The Silkworm by Robert Galbraith

The Silkworm by Robert Galbraith

Cormoran Strike is doing a steady business as a private investigator since he solved the Lula Landry murder.  He and Robin, his receptionist, have just about all casework they can handle when the distraught wife of a reasonably successful writer walks through the door.  Her husband is missing, she’s pretty sure she knows where he is, she just needs Strike to go get him and convince him to come home.  Of course nothing is ever that simple.  After searching for the missing man for a few days Strike finds him, somewhere other than where the wife thought he would be, quite dead, quite gruesomely dead.  Now Strike is trying to stay out of the way of the police while also trying to solve the murder since his client is sitting in jail and Strike is convinced she didn’t do it.

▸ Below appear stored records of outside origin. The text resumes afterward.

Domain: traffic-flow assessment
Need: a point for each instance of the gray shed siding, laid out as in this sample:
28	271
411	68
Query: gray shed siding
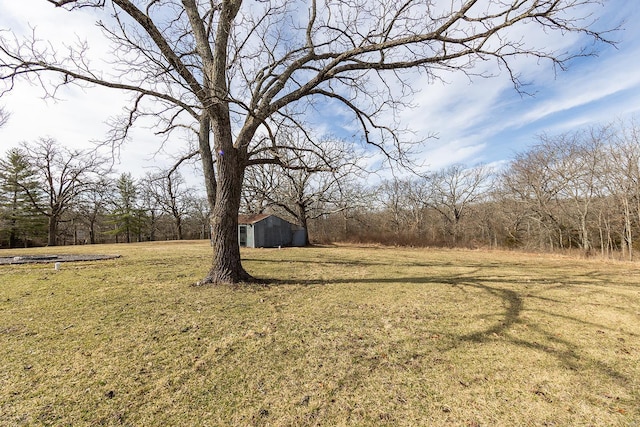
272	232
267	231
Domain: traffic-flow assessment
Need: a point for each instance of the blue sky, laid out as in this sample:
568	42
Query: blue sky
478	121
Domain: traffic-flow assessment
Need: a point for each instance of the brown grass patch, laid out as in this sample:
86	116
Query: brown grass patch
343	336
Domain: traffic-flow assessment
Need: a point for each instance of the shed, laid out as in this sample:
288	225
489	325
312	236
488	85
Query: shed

I really enjoyed the first book in the series, The Cuckoo’s Calling, and I thought Galbraith (a.k.a. J.K. Rowling) would have a hard time topping it but she did.  And she did it very well.  I could not stop reading this book on the plane, time I really should have been sleeping, but I was so absorbed in the story I just kept paging through even though I was completely exhausted.  The best part to me was that I had an inkling who committed the murder, but I couldn’t put my finger on why.  When the detective started unfolding his reasoning I had my aha! moment and felt amateur sleuth-like myself.

If you like old-fashioned hardboiled detective mysteries you will enjoy Cormoran Strike.